Prove that ζ$\bar{c}$ + c = 0 iff c is orthogonal to $\sqrt{ζ}$."

I feel like there are too many things undefined - or maybe I just don't get what things are supposed to be. $\bar{c}$ is supposed to be the conjugate of c, I know that much. And in another problem ζ was defined as cosθ + i sinθ, but I'm not sure how to use this information (or if it even applies to this problem). I know that c and ζ being orthogonal means they're both vectors and their dot product is zero. It's in the chapter on isometries of ℝ and ℂ.

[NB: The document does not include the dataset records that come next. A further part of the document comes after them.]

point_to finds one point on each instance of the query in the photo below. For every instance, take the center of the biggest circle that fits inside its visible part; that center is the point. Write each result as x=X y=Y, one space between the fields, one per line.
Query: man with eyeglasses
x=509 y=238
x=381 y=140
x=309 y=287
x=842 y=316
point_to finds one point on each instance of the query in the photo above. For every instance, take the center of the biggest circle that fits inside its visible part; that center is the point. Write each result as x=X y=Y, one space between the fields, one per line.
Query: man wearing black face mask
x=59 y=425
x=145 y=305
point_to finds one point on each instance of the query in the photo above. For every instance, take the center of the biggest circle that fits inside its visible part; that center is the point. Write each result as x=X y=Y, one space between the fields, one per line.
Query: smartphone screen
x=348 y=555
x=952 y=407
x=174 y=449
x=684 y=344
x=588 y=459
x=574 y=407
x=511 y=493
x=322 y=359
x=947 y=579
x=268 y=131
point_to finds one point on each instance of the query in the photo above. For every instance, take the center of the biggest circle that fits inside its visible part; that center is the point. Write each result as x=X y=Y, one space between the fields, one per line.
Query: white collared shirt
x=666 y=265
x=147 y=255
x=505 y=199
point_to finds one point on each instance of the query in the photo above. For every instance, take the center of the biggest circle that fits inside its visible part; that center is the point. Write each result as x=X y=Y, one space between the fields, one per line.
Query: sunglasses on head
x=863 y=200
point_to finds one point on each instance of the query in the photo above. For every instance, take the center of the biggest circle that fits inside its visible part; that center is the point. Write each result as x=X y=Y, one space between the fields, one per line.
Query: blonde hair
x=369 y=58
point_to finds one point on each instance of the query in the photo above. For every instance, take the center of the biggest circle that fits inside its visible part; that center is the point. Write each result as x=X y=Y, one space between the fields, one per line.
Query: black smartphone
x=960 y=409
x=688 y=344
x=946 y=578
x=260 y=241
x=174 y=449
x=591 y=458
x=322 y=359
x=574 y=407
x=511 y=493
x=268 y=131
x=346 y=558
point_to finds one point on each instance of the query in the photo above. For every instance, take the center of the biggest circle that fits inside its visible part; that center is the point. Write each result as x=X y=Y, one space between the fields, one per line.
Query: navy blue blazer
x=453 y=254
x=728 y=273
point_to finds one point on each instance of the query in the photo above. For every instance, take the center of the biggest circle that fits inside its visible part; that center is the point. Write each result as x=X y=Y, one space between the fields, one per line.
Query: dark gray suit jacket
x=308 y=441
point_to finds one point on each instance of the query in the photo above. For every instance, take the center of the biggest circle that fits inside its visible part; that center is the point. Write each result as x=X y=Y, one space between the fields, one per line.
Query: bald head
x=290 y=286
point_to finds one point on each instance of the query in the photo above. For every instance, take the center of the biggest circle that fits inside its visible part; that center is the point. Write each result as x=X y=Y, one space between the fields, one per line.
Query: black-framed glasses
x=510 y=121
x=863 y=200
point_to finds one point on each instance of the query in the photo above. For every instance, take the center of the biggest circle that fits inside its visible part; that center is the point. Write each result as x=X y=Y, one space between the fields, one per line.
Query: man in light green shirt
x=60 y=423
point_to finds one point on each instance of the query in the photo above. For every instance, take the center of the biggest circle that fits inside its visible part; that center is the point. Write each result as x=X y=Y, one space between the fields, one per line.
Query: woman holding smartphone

I've been trying to figure this problem out for hours and am frustrated to the point of tears. Please help.

2. Feb 19, 2012

### micromass

Staff Emeritus
c orthogonal to $\sqrt{\xi}$? That doesn't even make sense. Those two things are numbers, what does it even mean that they're orthogonal??

3. Feb 19, 2012

### praecox

You can see my frustration then. I checked to make sure I copied the problem word for word. I'm so confused by it - it's making me crazy.

The only thing I can think is ζ is a rotation (as it had been used before). So it makes sense to me that ζ$\bar{c}$ = -c, where ζ rotates the conjugate -90°. but the c orthogonal to √ζ is what's killing me.

I'm totally lost.

4. Feb 19, 2012

### morphism

Assuming $\zeta = \cos\theta + i \sin\theta$ and $\sqrt \zeta = \cos\frac \theta 2 + i \sin\frac \theta 2$, and writing $c = a+ib$, we see c is orthogonal to $\zeta$ iff $a \cos\frac \theta 2 + b\sin\frac \theta 2 = 0$ iff $\tan\frac\theta 2 = -\frac ab$. Now use the usual formulas expressing $\sin\theta$ and $\cos\theta$ in terms of $\tan\frac\theta 2$ to see that $\zeta \bar c + c = 0$ iff $\tan\frac\theta 2 = -\frac ab$.